A Twitter post by professional basketball player Enes Kanter highlights the concerning practice of the Chinese government’s forced organ harvesting from prisoners of conscience and other detainees. 

Kanter’s tweet, posted on Tuesday, Nov. 16, reads: 

“The Chinese Government engages in forced organ harvesting.
Ethnic & religious groups,
Tibetans,Uyghurs in death camps, Christians,Falun Gong are all targeted”

“Stop murdering for organs.
It’s a crime against humanity
End forced organ harvesting in China,
NOW!”

(Image: Screenshot/Twitter)

According to the China Tribunal, a UK-based independent court set up to investigate the practice of forced organ harvesting in China, has concluded that around 1.5 million jailed people have been targeted and killed for their organs, mostly over the last two decades.  

The findings highlight a disturbing transplant trade worth an estimated $1 billion per year. The authoritarian regime maintains that the harvested organs are not from jailed prisoners of conscience but rather from volunteer “donated organs.”

READ MORE:
Is NBA Player Enes Kanter Being Punished for Criticizing Communist China?

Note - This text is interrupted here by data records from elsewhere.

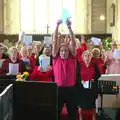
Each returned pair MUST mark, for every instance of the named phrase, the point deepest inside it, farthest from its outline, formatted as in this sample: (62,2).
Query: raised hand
(68,22)
(59,22)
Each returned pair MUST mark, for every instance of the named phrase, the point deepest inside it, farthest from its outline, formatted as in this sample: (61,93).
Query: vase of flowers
(22,77)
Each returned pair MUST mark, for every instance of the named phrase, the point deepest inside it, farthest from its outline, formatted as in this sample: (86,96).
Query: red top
(31,63)
(5,66)
(80,51)
(41,76)
(33,59)
(100,63)
(87,73)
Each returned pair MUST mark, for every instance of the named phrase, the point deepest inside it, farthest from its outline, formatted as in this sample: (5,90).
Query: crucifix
(47,27)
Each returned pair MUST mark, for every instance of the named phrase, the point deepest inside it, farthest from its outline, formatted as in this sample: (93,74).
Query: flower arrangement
(22,77)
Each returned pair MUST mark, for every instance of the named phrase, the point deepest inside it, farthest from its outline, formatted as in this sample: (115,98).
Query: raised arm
(72,38)
(55,44)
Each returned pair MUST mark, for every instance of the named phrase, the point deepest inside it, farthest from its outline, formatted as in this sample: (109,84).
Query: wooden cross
(47,27)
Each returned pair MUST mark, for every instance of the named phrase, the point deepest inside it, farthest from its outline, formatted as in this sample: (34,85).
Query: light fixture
(102,17)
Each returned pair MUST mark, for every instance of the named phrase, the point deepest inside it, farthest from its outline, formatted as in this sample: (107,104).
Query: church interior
(59,60)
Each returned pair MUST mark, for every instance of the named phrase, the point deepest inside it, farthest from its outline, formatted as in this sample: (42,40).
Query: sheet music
(13,68)
(47,41)
(21,36)
(86,84)
(44,62)
(96,41)
(1,62)
(27,40)
(116,54)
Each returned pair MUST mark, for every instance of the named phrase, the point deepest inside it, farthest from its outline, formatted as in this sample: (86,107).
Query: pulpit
(111,101)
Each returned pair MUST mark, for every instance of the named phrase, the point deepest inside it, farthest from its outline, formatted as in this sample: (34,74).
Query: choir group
(72,64)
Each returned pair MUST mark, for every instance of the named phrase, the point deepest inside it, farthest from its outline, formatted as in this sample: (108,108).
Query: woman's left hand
(49,68)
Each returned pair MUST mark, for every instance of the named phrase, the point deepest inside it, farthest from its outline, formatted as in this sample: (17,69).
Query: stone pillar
(1,16)
(98,8)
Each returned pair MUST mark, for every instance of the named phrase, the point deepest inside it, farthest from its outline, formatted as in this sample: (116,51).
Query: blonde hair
(86,52)
(96,49)
(11,49)
(23,48)
(78,43)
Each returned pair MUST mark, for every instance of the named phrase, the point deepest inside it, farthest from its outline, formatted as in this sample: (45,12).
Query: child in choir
(13,65)
(3,56)
(87,71)
(64,68)
(39,74)
(112,64)
(98,60)
(81,48)
(28,61)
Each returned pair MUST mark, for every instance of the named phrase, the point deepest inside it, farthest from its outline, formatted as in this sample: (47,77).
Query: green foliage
(107,43)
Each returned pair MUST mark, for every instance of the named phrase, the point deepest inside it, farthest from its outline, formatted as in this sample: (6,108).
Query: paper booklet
(13,68)
(116,54)
(86,84)
(96,41)
(47,41)
(44,62)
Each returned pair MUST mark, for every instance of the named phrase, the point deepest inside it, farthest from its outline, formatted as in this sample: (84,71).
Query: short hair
(23,48)
(86,52)
(11,49)
(94,49)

“Forced organ harvesting has been committed for years throughout China on a significant scale,” the tribunal concluded in June of this year. The practice is “of unmatched wickedness — on a death for death basis — with the killings by mass crimes committed in the last century,” it added.

In addition, on Nov. 4, officials published on a Chinese website the sale of human organs, listing the breakdown of fees and prices for the availability of said organs. 

The website also included a chart with a detailed breakdown for the cost of each organ, inadvertently shedding light on the disturbing reality that human organs can be easily attained and purchased in China. 

In a statement released by the China Tribunal and reported on NBC news, the tribunal said many of those affected were Falun Gong practitioners, a meditation discipline practiced by an estimated 70 to 100 million people in China at the time. The practice was banned in 1999 and followed a brutal persecution of its followers. 

The tribunal added that it was also possible that Uyghur Muslims of Xinjiang — an ethnic minority group who are currently being detained in vast numbers across concentration camps in western China — were also being targeted and killed for their organs. 

The Chinese Ministry of Foreign Affairs on Tuesday was not immediately available to comment on the tribunal’s findings. The CCP has also not provided any comment on the issue.